Das Hormon Oxytocin bewirkt bei einer Schwangeren die Uteruskontraktion und hilft ihr dadurch, ihr Kind zur Welt zu bringen, und es regt die Bildung von Milch in den Brüsten an. Heute wird es synthetisch hergestellt, und einige Geburtshelfer verwenden es, um die Wehen einzuleiten, damit die Mütter ihr Baby dann zur Welt bringen, wenn sie es wünschen, statt warten zu müssen, bis ihr Körper selbst die Wehen einleitet. Aber ist das vernünftig? Experten wie Dr. E. De Costa von der Northwestern University Medical School heißen es nicht gut, wenn nur aus Gründen der Bequemlichkeit die Wehen künstlich herbeigeführt werden; sie vertreten die Ansicht, daß dieses Mittel nur dann angewendet werden sollte, wenn das Leben der Mutter oder des Kindes in Gefahr ist.

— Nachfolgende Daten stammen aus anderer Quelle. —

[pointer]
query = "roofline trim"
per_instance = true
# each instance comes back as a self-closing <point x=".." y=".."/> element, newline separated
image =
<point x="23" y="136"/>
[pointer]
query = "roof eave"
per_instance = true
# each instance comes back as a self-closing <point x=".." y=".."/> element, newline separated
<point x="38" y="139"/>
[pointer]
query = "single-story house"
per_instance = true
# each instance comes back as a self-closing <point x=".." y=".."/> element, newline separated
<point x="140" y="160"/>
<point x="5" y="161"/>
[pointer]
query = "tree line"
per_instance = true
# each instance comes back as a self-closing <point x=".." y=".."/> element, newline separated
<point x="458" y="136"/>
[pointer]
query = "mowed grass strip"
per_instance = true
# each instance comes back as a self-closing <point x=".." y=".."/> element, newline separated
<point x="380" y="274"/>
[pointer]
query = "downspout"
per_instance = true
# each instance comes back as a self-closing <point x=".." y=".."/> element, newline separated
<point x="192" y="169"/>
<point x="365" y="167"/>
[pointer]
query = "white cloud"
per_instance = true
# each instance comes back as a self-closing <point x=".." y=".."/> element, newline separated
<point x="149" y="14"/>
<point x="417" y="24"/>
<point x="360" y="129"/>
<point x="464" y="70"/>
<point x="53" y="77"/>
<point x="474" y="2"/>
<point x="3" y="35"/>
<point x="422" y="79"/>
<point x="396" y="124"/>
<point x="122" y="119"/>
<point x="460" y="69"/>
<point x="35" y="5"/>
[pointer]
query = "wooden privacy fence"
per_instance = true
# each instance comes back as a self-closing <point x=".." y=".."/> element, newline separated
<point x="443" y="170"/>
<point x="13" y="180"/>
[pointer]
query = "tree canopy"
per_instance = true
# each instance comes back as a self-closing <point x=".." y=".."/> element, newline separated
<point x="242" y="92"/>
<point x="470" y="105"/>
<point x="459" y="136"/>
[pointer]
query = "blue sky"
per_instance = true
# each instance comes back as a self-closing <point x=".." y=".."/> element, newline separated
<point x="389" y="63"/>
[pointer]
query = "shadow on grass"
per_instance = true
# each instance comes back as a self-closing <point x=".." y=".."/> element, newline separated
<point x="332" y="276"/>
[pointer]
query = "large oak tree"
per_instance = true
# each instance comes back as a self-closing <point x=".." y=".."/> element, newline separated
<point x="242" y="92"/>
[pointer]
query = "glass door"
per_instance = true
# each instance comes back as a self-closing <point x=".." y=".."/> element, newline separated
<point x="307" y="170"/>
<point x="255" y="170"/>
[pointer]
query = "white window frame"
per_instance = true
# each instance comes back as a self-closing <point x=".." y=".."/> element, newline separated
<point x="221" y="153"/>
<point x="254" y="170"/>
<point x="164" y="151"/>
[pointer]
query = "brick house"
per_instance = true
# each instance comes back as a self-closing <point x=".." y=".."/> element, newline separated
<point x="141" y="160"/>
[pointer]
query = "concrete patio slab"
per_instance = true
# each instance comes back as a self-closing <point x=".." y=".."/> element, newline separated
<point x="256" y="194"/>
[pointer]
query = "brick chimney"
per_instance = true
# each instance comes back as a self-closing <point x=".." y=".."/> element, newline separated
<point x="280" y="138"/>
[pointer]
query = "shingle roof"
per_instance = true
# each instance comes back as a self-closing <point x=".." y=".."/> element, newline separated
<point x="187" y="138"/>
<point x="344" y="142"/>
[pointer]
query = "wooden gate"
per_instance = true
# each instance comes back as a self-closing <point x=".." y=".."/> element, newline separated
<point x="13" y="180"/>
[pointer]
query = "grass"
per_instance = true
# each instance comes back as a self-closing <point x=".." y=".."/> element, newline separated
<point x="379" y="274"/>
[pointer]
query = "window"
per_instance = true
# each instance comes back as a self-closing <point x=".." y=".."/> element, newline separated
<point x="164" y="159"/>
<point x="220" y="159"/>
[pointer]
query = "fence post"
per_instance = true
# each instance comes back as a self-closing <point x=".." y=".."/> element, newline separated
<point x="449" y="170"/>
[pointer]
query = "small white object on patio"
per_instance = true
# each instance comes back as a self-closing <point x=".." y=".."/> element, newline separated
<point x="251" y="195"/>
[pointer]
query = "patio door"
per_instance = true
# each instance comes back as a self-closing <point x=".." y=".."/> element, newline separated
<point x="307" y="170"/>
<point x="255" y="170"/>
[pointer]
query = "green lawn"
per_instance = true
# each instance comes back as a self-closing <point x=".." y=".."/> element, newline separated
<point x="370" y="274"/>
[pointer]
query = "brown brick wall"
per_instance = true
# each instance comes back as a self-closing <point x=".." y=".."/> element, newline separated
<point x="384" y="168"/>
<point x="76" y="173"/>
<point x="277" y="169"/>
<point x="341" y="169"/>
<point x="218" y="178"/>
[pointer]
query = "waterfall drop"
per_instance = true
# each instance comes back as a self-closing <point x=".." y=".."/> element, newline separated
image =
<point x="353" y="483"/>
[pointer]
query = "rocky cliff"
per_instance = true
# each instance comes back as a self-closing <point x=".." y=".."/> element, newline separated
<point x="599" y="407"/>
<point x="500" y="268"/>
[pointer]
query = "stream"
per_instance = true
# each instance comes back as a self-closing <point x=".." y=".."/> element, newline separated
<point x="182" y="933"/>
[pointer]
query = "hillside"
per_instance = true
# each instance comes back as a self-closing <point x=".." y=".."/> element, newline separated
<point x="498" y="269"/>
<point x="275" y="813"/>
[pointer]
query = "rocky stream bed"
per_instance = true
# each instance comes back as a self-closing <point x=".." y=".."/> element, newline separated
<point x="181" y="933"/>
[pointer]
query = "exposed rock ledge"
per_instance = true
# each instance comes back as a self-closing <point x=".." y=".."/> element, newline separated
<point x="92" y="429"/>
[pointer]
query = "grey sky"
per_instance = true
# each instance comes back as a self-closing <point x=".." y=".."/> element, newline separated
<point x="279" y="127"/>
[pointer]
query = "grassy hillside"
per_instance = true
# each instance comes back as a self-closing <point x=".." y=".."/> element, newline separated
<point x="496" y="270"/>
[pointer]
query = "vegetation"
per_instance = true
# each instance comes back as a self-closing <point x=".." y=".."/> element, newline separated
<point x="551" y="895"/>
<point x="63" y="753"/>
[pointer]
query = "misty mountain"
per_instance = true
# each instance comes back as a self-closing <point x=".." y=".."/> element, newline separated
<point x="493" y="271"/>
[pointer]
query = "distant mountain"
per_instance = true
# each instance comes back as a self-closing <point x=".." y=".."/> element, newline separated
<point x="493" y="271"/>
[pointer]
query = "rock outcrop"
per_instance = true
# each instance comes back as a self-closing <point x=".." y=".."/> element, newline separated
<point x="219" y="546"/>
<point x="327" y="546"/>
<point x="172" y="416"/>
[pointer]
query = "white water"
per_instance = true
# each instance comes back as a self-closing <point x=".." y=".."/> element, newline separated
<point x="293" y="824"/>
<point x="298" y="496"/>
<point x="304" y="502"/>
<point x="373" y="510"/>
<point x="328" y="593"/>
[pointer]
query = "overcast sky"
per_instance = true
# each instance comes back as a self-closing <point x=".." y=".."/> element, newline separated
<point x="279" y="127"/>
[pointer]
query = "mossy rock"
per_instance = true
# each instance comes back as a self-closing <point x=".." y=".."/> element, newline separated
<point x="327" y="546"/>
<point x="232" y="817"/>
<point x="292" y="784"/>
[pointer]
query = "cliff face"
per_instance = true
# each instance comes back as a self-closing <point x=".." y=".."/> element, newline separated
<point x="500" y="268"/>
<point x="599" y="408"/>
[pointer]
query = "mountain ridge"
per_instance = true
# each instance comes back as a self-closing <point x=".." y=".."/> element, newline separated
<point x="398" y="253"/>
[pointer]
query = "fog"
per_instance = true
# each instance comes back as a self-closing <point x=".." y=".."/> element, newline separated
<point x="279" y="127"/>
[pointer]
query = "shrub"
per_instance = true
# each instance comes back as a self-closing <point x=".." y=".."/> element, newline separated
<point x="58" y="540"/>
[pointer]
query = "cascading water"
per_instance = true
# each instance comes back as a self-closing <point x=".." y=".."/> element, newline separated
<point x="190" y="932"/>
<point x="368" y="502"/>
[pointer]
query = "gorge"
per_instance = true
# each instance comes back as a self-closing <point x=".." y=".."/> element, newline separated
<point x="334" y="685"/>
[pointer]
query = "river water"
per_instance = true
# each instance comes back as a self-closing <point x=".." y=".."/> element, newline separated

Hormone werden auch als Medizin verwendet, um andere Krankheiten und Störungen zu behandeln. Bei Diabetes insipidus zum Beispiel erzeugen die Nieren große Mengen Wasser und bewirken dadurch, daß der Patient an starkem Durst leidet. Oft wird ein Hormon verwendet, um diese Krankheit zu behandeln. Und Myxödeme und ein Kropf sind auf einen Mangel an Schilddrüsenhormonen zurückzuführen; es können daher Hormone verabreicht werden, die aus der Schilddrüse von Schweinen gewonnen werden. In Anbetracht der Wirksamkeit dieser und anderer Hormone ist es natürlich ratsam, daß ihre Verwendung von kompetenten Ärzten sorgfältig überwacht wird.
Aus dem Vorangehenden kann man ersehen, daß Hormone immer häufiger verschrieben werden, um einen Mangel an natürlichen Hormonen im Körper eines Patienten auszugleichen. Und die Hormontherapie wird von Ärzten immer mehr als ein Mittel angewandt, um besondere Krankheiten zu bekämpfen oder um bestimmte physische Wirkungen zu erreichen. Aber da Hormone so wirksam sind und da sie so zahlreiche Nebenwirkungen hervorrufen können, sollten sie nicht nach Belieben genommen werden oder ohne andere Möglichkeiten der Behandlung zu berücksichtigen. Und ein Christ sollte besonders auf die moralischen Aspekte achten, die sich in bestimmten Fällen ergeben. Wenn du hinsichtlich der Hormone diese Faktoren beachtest, wird es dir leichter fallen, eine ausgeglichene Ansicht über ihre Verwendung als Medizin zu haben.
[Fußnote]
a Eine neu entwickelte Hormonpille kommt jetzt immer mehr in Gebrauch. Sie enthält nur eine winzige Dosis Progesteron und wird daher als „Minipille“ bezeichnet. Die Zeitschrift Newsweek vom 15. Januar 1973 berichtete darüber: „Man glaubt, daß die Minipille ihre Wirkung auf die Gebärmutterschleimhaut beschränkt; sie verhindert nicht die Ovulation, sondern bewirkt anscheinend, daß sich das befruchtete Ei nicht in der Gebärmutterschleimhaut einnisten kann.“ Das heißt, daß sie offensichtlich die Befruchtung zuläßt. Christliche Frauen müssen daher den moralischen Aspekt berücksichtigen, wenn ihnen ein Arzt die „Minipille“ empfiehlt.